The logic underlying VangerGalien’s constitutional claim is relatively simple: How is it reasonable or rational to criminalize driving with a detectable amount of a non-impairing metabolite of cocaine? While VangerGalien concedes that the state has a legitimate interest in criminalizing drugged driving and that the state’s zero-tolerance standard is rational and related to that interest, VangerGalien merely questions why a non-impairing metabolite is included in the definition of a restricted controlled substance. However, VangerGalien’s claim seems to have gone off track at a motion hearing before his plea, at which his own expert testified that cocaine metabolizes in the bloodstream extremely quickly and that the inclusion of BE as a stand-in for the previously existing cocaine eliminates “complex methods of proving guilt,” especially in cases of delayed blood draws. Op., ¶6.

While VanderGalien argues about the problem with “false positives,” in which a driver’s blood might test positive for BE despite the fact that no cocaine was in the driver’s blood while operating a vehicle, the court of appeals notes that his argument “implies that there will be “true positives,” thereby positing the circumstances that exemplify why it was rational for the legislature to include “[c]ocaine or any of its metabolites,” which includes inactive, non-impairing metabolites such as BE, in the definition of a restricted controlled substance.” Op., ¶¶27-28.

To succeed on a facial challenge to the constitutionality of the statute, VanderGalien must prove that “the legislature could not have reasonably determined that the inclusion of inactive, non-impairing metabolites such as BE in the definition of a restricted controlled substance is a reasonable means of combatting drugged driving.” Op., ¶29. Again, relying on VanderGalien’s own expert, the court notes that because an individual may ingest cocaine, operate a motor vehicle with cocaine in their blood, but then test negative for cocaine because of its rapid metabolization, inclusion of BE is a reasonable and rational means to prosecute drugged driving. In other words, criminalizing a few non-drugged drivers is outweighed, at least in the legislature’s eyes, by ensuring easier prosecution of actually drugged drivers.
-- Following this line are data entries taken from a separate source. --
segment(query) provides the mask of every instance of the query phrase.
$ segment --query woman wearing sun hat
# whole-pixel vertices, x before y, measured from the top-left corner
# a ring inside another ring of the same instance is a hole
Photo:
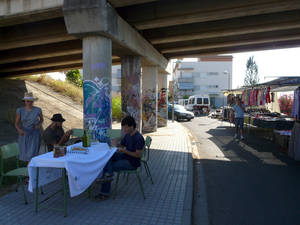
[[[34,98],[31,92],[24,94],[25,107],[16,112],[15,127],[19,133],[19,159],[29,162],[38,155],[41,141],[41,126],[44,121],[42,110],[33,106]]]

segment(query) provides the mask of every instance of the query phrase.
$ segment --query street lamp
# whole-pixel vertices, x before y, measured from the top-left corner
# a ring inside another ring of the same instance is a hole
[[[230,73],[228,72],[228,70],[224,70],[223,73],[228,76],[227,77],[227,81],[228,81],[227,90],[230,90]],[[225,105],[225,97],[223,98],[223,108],[224,108],[224,105]]]

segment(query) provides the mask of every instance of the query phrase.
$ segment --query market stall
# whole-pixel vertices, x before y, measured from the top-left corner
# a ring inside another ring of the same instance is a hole
[[[285,91],[294,92],[292,115],[280,113],[277,93]],[[266,130],[266,138],[273,139],[283,151],[288,150],[291,157],[300,160],[299,94],[300,77],[281,77],[253,87],[227,90],[224,95],[227,96],[228,105],[224,108],[223,119],[234,121],[231,107],[234,105],[234,98],[239,97],[245,105],[246,130]]]

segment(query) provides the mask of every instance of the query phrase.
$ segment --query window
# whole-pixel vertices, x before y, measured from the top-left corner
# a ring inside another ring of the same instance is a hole
[[[200,77],[201,76],[201,74],[199,72],[192,72],[192,74],[193,74],[193,77]]]
[[[194,104],[194,101],[195,101],[195,98],[191,98],[191,99],[189,100],[189,104]]]
[[[199,91],[200,90],[200,85],[194,85],[194,90]]]
[[[219,73],[218,72],[208,72],[207,73],[209,76],[218,76]]]
[[[197,104],[199,104],[199,105],[202,104],[202,98],[197,98]]]
[[[205,104],[205,105],[208,104],[208,98],[204,98],[204,104]]]
[[[219,85],[208,85],[209,88],[218,88]]]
Aside from VanderGalien’s constitutional claim, he also sought review of claims that (1) a prosecutorial conflict of interest existed that should have invalidated the entire proceedings and (2) that his plea was invalid because his trial counsel failed to explain the effect of dismissed and read-in charges. The first claim fails because VanderGalien forfeited his right to complain about a potential conflict of interest and instead raised the issue at sentencing as a basis for the court to give less weight to the state’s sentencing recommendation. Op., ¶¶34-47. For the same reason, his trial counsel was not ineffective for moving to invalidate the proceedings. The second claim fails because, according to the court of appeals, the record conclusively shows that the effect of dismissed and read-in charges was explained properly and because VanderGalien failed to explain why, even assuming trial counsel had incorrectly explained the effect of read-in charges, he would not have entered his plea and elected to go to trial. Op., ¶¶48-60.

One procedural point to flag is the court’s discussion of whether VanderGalien preserved his constitutional claim despite his no contest pleas. VanderGalien filed a pre-trial motion raising his constitutional challenge, lost after an evidentiary hearing, and then entered into a plea agreement with the state through his he pled no contest to versions of the restricted controlled substance charge he claimed was unconstitutional. Distinguishing between the two types of constitutional challenges raised by VanderGalien, the court holds that he waived his as-applied challenges by entering his pleas, but that his facial challenge survived. Op., ¶¶13-17.